I sat there silently. His words hit me like bricks. I didn't know what to say. What could I say.
"Alice I said I need you." He said sitting up. "I need you. I don't know what I'll do if I don't have you by my side. It feels like I lost half of myself. I love you."
I didn't make eye contact with him.
"Alice please. I love you so much and nothing can change that. I'm sorry that I didn't do better but I want to be enough. And I'm never gonna be that without you." He sat there and begged and begged.
"Colby-" I sighed only to be cut off.
"No you don't get it Alice. I'm nothing without you. Please take me back. I'll do anything. I'll be a better man. I'll treat you like the world because you are the world. Please just...please."
I looked at him and saw his eyes welling up. I looked back down at the my palms of my hands.

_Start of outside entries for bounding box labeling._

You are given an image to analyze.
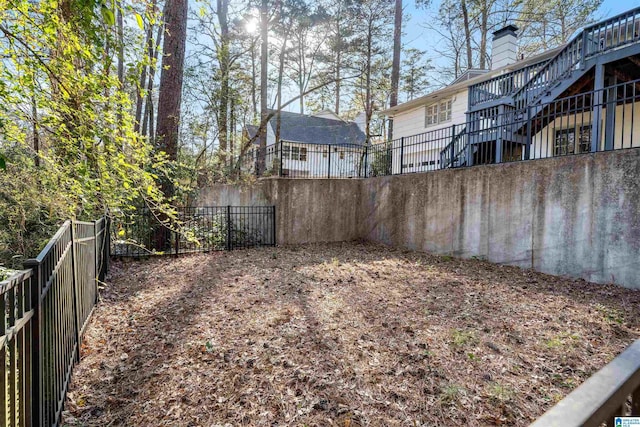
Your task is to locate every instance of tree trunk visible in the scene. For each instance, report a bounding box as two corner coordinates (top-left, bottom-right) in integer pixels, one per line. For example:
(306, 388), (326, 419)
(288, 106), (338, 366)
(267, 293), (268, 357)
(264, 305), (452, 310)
(364, 17), (374, 141)
(31, 96), (40, 167)
(480, 0), (489, 70)
(462, 0), (472, 69)
(388, 0), (402, 141)
(116, 2), (124, 132)
(133, 0), (156, 133)
(142, 25), (163, 142)
(275, 31), (289, 144)
(217, 0), (229, 168)
(256, 0), (269, 176)
(156, 0), (188, 186)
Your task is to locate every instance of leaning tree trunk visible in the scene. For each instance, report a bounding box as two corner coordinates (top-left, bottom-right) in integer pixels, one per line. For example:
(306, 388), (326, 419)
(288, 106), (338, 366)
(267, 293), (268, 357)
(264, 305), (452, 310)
(256, 0), (269, 176)
(155, 0), (188, 250)
(388, 0), (402, 141)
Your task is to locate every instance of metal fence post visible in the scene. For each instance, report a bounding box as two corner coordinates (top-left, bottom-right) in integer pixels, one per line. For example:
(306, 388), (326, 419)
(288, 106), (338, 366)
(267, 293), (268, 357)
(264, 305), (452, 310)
(363, 144), (369, 178)
(278, 140), (284, 176)
(93, 221), (99, 304)
(449, 124), (456, 167)
(69, 221), (82, 363)
(227, 206), (233, 251)
(175, 221), (180, 257)
(400, 136), (404, 174)
(271, 205), (277, 246)
(524, 106), (532, 160)
(100, 215), (111, 280)
(327, 144), (331, 179)
(24, 259), (44, 426)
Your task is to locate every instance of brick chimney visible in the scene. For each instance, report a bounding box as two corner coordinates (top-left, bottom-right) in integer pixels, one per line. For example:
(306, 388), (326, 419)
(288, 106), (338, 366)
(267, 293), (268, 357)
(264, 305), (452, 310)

I felt a tear roll down my cheek and I gave in.
"I love you too." I said quietly. "I just don't wanna be hurt anymore."
  "And you won't anymore I swear." He said.  He embraced me in a hug and I held him back.  I kissed him and he kissed back passionately.  We continued to hold each other and cry while doing so.



~Colby-
  It was 4 in the afternoon.  I had finally headed home to the boys.  I walked through the doors and saw everyone was outside by the pool.  I walked over to them and they all looked at me as if waiting for me to say something.
  "So how'd it go?" Jake asked.
  "We um....we had sex." I said.  They all gasped and got excited.

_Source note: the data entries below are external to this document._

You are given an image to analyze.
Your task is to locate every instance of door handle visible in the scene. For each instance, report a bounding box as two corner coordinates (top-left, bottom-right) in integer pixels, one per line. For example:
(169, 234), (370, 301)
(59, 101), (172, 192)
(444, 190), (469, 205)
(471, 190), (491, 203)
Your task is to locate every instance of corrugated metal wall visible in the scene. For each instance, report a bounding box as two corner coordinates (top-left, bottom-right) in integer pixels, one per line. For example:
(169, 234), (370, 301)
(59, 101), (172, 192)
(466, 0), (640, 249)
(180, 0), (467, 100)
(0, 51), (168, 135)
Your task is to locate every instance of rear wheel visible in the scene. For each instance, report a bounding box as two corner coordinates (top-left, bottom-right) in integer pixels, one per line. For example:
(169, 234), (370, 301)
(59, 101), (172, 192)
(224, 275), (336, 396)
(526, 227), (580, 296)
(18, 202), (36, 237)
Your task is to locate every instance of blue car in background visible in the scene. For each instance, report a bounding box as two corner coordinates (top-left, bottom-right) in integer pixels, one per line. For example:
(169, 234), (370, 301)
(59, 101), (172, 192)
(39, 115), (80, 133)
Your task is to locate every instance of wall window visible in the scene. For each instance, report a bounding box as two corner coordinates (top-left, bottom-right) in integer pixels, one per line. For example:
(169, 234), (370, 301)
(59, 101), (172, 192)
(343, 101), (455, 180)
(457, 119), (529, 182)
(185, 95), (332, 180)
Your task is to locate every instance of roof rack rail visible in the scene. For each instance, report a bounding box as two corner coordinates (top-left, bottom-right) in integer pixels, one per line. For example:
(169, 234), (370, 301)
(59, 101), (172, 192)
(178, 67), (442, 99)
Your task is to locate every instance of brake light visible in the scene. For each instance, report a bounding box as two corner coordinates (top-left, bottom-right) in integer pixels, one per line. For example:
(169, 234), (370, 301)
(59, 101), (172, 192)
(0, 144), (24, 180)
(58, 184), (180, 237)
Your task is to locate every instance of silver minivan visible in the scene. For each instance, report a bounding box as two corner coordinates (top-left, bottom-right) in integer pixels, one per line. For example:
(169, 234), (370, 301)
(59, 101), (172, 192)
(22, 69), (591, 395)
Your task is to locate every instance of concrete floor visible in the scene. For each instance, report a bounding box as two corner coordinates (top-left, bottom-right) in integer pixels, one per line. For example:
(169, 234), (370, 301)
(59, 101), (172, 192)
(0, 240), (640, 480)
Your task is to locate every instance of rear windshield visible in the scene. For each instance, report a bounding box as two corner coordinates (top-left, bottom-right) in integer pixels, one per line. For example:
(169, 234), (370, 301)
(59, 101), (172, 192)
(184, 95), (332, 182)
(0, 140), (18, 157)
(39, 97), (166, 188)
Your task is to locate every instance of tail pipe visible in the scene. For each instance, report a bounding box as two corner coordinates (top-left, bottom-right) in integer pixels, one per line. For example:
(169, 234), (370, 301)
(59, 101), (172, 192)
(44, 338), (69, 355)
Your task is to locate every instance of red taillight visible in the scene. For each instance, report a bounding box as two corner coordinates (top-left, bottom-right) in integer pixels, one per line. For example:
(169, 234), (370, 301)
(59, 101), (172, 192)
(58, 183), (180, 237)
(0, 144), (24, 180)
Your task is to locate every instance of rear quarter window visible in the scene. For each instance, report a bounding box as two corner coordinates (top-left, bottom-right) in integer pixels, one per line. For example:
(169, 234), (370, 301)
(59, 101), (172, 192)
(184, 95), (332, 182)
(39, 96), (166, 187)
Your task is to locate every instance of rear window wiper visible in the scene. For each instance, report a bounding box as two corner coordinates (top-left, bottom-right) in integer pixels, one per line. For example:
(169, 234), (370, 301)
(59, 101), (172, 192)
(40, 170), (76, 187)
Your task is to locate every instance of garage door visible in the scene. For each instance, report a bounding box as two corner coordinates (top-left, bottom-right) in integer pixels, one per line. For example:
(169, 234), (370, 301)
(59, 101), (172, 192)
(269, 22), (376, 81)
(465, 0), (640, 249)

  "When?!" Sam asked on the edge of his seat.
  "When I got there and when we woke up." I said.
  "And...that's all?" Corey asked.
  "No we talked about the relationship and I begged for her back.  Then we had sex again." I shrugged. "So we're back together."
  "That's great to hear man.  You two not together didn't seem right.  Don't mess this up!" Sam scolded.



~Alice~
-Earlier
  I walked Colby down the stairs and was met with Holt in the kitchen.  He stared us down and we both awkwardly said our hellos. 
  "What are you doing here?" I asked.  He took a sip from his cup of orange juice and put his phone down.
  "I've been here since seven...I do work for you and all so it would be pretty bad if I wasn't here."  I nodded and looked at Colby.
  "Well you know Colby, right?" I chuckled dryly and he nodded.
  "Good morning." Colby said awkward.
  "It's two in the afternoon." Holt responded.
  "Good afternoon." Colby said quickly.  Holt nodded and looked back at his phone.
  "Alice get ready.  Your meeting is in an hour." Holt said, not looking up from his phone. "You were supposed to meet Molly for brunch but you two were busy."
  I blushed and turned to Colby, who was also blushing.  We exchanged goodbyes and he headed out the door.  I turned back to Holt and he still had a blank look.
  "I know what your thinking." I started. "I really love Colby and I just can't-"
  "You don't need to explain yourself." He shrugged. "If you love him who am I to stop you."
  I gave him a smile as a way of thanking him for his support.  Now I have to explain myself to Molly...and the internet.